Where to Draw the Line
Have you ever wondered why, amidst the beautiful stamp design of a concrete floor, there are long straight lines spaced somewhat randomly across the concrete? It is not so obvious if the design is made up of squares and rectangles. But if the slab is supposed to look like round stones or some other shape that involves curves, a line cutting through the surface can be somewhat confusing.
Don’t worry those lines aren’t random. They weren’t added willy nilly. They play a very important role. If your concrete contractor didn’t explain it and you didn’t have the guts to ask ‘what the heck are those for’, now is your chance to find out.
The Short Answer
The lines are called Control Joints and Expansion Joints. They are the most widely used method to control cracking in concrete.
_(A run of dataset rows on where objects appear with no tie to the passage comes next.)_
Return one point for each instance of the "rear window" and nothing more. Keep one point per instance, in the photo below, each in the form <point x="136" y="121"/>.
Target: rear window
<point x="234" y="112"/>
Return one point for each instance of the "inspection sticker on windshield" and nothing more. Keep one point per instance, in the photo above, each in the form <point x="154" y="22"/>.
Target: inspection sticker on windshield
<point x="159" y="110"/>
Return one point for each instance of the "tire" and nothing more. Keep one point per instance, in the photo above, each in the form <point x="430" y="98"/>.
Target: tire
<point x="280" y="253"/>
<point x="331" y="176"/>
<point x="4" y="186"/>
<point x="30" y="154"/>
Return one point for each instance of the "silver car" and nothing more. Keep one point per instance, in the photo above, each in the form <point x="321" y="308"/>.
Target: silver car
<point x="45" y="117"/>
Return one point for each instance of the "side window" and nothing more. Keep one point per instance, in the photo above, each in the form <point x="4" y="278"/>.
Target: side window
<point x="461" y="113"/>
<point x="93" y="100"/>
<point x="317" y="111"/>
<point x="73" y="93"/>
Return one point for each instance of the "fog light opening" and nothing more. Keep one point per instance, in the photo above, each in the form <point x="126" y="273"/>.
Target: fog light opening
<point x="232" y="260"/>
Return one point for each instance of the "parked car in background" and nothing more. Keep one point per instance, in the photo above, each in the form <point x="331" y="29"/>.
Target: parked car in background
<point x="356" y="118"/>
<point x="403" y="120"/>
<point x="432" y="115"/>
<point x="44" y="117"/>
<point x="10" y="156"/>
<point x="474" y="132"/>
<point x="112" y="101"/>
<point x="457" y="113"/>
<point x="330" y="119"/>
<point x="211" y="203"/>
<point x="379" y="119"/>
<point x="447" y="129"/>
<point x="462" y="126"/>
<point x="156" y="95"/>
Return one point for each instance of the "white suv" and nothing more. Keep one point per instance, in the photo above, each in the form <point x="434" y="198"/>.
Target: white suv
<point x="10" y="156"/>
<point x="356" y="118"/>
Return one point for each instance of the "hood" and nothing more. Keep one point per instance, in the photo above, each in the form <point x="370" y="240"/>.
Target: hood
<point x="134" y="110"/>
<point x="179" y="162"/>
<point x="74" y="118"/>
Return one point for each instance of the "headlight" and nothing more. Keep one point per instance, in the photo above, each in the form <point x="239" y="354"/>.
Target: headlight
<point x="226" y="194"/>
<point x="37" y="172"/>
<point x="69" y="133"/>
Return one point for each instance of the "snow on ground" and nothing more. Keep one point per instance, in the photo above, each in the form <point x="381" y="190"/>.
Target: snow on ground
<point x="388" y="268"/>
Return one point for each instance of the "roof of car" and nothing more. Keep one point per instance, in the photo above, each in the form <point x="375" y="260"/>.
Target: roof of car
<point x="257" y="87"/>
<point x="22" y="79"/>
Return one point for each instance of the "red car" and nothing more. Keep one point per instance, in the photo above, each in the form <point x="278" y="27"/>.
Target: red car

Contractors place them in the concrete surface at predetermined locations to create weakened planes where the concrete can crack in a straight line or beneath the surface.
The Control Joint
A control joint is used to reduce the occurrence of shrinkage-related cracking. A fresh concrete mixture is a fluid mass, as it hardens it shrinks because the water in the concrete is evaporating. As the water evaporates, it leaves behind large voids between the solid particles. These empty spaces make the concrete weaker and more prone to cracking. These cracks almost always happen at reentrant corners (corners that point into the slab) or with circular objects in the middle of a slab (pipes, plumbing fixtures, drains, and manholes). Since concrete cannot shrink around a corner, stress will cause the concrete to crack from the point of that corner.
The control joints placed in the concrete will open up as the concrete slab gets smaller allowing the shrinkage pressure to spread through the joint.
The Expansion Joint
Heat causes concrete to expand. When concrete expands, it pushes against anything in its way (a brick wall or adjacent slab for example). When neither has the ability to flex, the expanding force can be enough to cause concrete to crack.
Expansion joints are used as a point of separation (or isolation), between other static surfaces. Typically made of a compressible material, expansion joints must act as shock absorbers to relieve the stress that expansion puts on concrete and prevent cracking. They are placed before the concrete is poured, extend the depth of the slab and stretch its full width.